Parece que la calle bosteza de recuerdos.
Léon-Paul Fargue

 

Léon-Paul Fargue (1876-1947) publicó El peatón de París a los 63 años. No es un autor muy conocido aquí, pese a haber sido un poeta notable que vivió con intensidad la vida intelectual de París, tanto en el periodo de transición de los siglos XIX-XX como en el de entreguerras. Algunos datos: profesores suyos fueron Mallarmé y Bergson. Mantuvo amistad con Alfred Jarry, Valery Larbaud, Maurice Ravel, Erik Satie, Marcel Schwob y Paul Valéry (entre muchos otros). Y otro apunte más: en 1943 sufrió una hemiplejia mientras compartía mesa con su amigo Pablo Picasso en un bistró. Pese a la parálisis, seguiría escribiendo hasta su muerte.

Sumemos a su activa vida social y cultural una sensibilidad poética de gran calado y un estilo admirable.
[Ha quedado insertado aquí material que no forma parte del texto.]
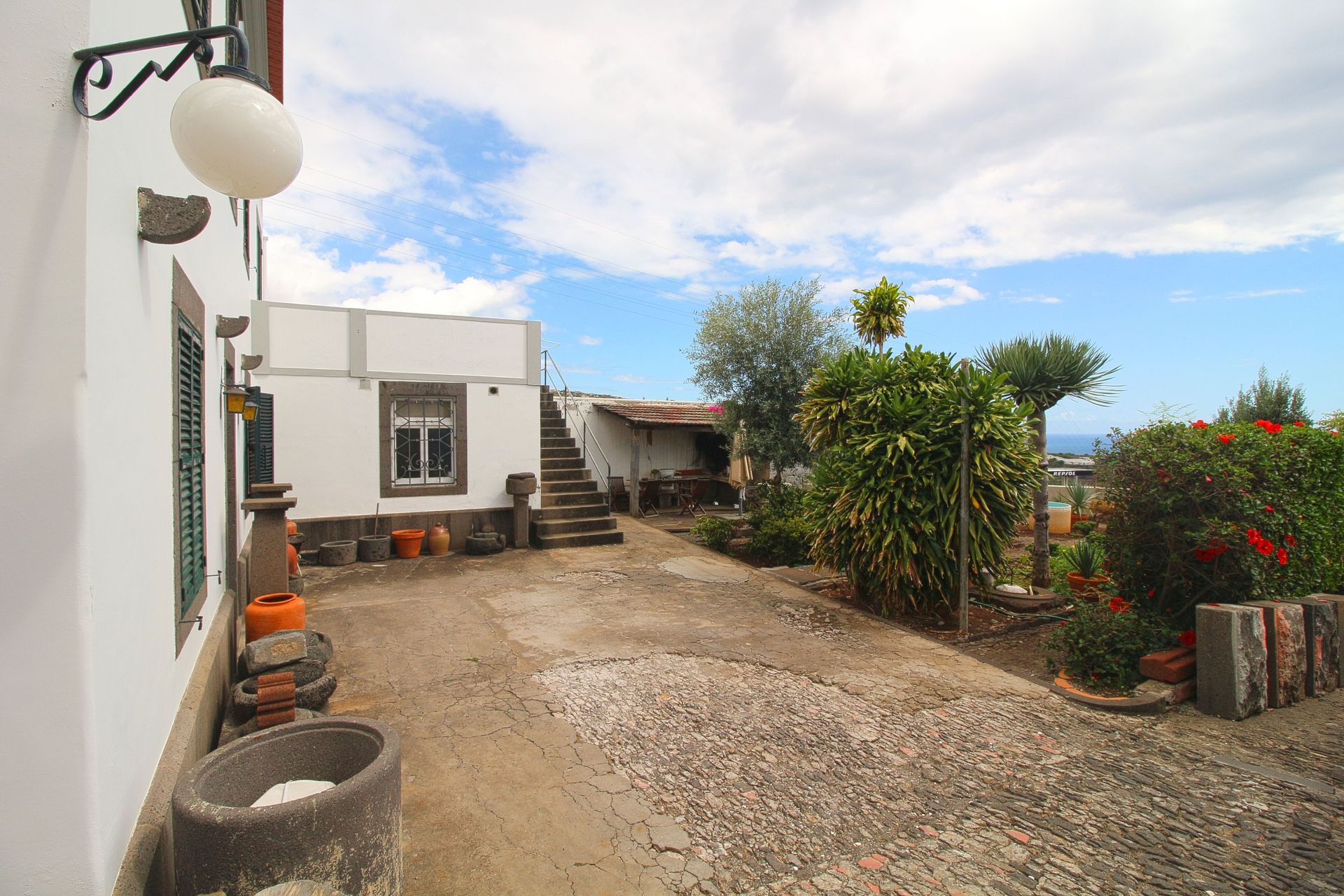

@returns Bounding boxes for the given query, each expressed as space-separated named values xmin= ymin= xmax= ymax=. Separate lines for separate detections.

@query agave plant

El resultado es El peatón de París que, Juan de Sagarra dixit, es el mejor libro que jamás se haya escrito sobre dicha ciudad. En este sentido, Javier Fernández de Castro comenta que es un libro extraordinario que requiere de la experiencia de toda una vida y de la escritura de un gigante.

La lectura nos sumerge en un conjunto de recuerdos de una urbe que ya no existía cuando el libro se publicó y que nos retrotrae a menudo al París que con gran maestría retrató Eugène Atget. Un ensayo formado por las crónicas de un paseante excepcional, perfecto flâneur, observador atento y minucioso, que va mucho más allá de un inventario de recuerdos. Porque Fargue pasea y divaga, nos lleva de la mano y no deja de sorprendernos, recuerda, se detiene en detalles y prodigios, en barrios, personajes, anécdotas, hoteles, palacios, cabarets, muelles, escaparates. Nada escapa a su mirada porque su voluntad es hacer un mapa de su querida ciudad hilvanando sentimientos y memoria.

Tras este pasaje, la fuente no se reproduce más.